Maya Ersan and Jaimie Robson, the duo behind Mere Phantoms, use paper cut-outs to create miniature cities. Handheld lights are shone upon the paper structures to bring the shadows to life on the blank walls of the room. Their exhibition, Three Cities: Prayer and Protest, will be on display at the Grunt Gallery from Jan. 12 to Feb. 18, 2017.
The exhibition focuses on three cities: Istanbul, Vancouver, and Montreal. Ersan initially grew up in Turkey before moving to Vancouver to study art. It was there she met Robson.
The commonalities between all three cities are the protests and outrage caused by factors such as police violence, gentrification, and tuition hikes which ultimately lead to losing access to city art spaces.
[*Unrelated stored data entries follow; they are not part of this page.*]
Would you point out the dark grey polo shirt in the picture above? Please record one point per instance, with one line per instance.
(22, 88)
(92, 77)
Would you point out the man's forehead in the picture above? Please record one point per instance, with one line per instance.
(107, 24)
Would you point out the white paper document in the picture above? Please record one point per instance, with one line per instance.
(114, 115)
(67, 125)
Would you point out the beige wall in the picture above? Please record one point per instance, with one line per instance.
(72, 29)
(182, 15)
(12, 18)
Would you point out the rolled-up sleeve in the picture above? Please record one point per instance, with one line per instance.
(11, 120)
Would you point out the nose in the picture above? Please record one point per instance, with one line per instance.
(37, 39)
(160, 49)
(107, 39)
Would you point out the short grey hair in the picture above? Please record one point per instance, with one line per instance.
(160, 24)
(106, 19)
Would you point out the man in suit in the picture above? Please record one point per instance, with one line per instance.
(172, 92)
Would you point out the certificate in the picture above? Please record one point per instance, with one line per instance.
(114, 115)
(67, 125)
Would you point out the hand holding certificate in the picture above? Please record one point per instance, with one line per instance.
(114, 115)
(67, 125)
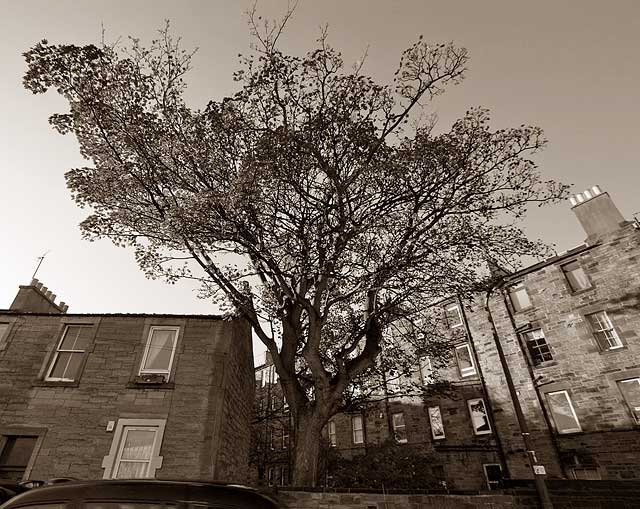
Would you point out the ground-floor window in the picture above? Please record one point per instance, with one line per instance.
(135, 449)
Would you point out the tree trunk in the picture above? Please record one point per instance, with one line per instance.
(307, 448)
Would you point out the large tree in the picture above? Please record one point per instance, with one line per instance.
(307, 200)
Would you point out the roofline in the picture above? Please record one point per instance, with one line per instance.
(131, 315)
(550, 261)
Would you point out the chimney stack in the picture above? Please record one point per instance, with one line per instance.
(596, 212)
(37, 298)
Through their work, Mere Phantoms is able to create a live experience for their audience to immerse themselves in the piece.
Ersan and Robson formed Mere Phantoms in 2012. Using paper cutouts of buildings, animals, and everything in between, Mere Phantoms create miniature cities. Each display includes a light that illuminates the city from below, but with the addition of handheld lamps, shadows come to life on the walls.
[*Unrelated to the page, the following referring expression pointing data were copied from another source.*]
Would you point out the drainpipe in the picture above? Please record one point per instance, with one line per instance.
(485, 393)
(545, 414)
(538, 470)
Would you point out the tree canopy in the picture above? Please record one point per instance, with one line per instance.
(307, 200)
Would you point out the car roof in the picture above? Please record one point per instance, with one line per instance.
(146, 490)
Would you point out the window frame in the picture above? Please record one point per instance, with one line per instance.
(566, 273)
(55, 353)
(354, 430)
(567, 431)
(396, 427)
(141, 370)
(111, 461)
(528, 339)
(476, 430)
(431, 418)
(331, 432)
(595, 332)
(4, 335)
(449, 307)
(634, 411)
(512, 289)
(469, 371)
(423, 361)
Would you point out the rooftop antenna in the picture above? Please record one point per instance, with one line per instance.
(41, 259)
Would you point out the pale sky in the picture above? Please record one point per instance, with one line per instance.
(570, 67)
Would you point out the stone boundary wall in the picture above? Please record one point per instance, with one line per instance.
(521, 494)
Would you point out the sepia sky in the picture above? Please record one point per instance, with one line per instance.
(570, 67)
“The audience takes a light and moves through the work which creates the shadows as they go,” says Ersan. “With more than one light source, [the scene] gets layered and you end up manipulating each other’s shadows.”
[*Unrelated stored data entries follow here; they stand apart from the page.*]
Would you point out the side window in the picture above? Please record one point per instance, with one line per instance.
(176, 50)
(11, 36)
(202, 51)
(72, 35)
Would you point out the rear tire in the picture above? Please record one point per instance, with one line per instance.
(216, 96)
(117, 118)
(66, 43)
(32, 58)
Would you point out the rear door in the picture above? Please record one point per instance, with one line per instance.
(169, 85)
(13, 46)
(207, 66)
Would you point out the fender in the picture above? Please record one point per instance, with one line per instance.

With the combination of multiple shadows in the room layered upon one another, viewers become a part of the exhibition. It also forces them to be included in the shadows that another guest is making so the audience can see all different perspectives at once.
“It makes the viewer contemplative instead of trying to decipher something that you’re seeing in front of you which is our frustration with contemporary art in general. You’re either well-informed enough to get it or not,” says Ersan,
No knowledge is needed with Mere Phantoms’ shadow installations. With the shadows of the city looming on the blank walls of the gallery and seeing the bodies of the guest moving through the city, it allows for an immersive experience.
Three cities, one room
Mere Phantoms’ shadow installations are playful in design, but the Three Cities exhibition provides a more powerful statement that this particular medium of art is able to capture. Using iconic reference points that media has circulated about Istanbul, Vancouver and Montreal, the exhibition highlights the tension between the general populace and a higher authority.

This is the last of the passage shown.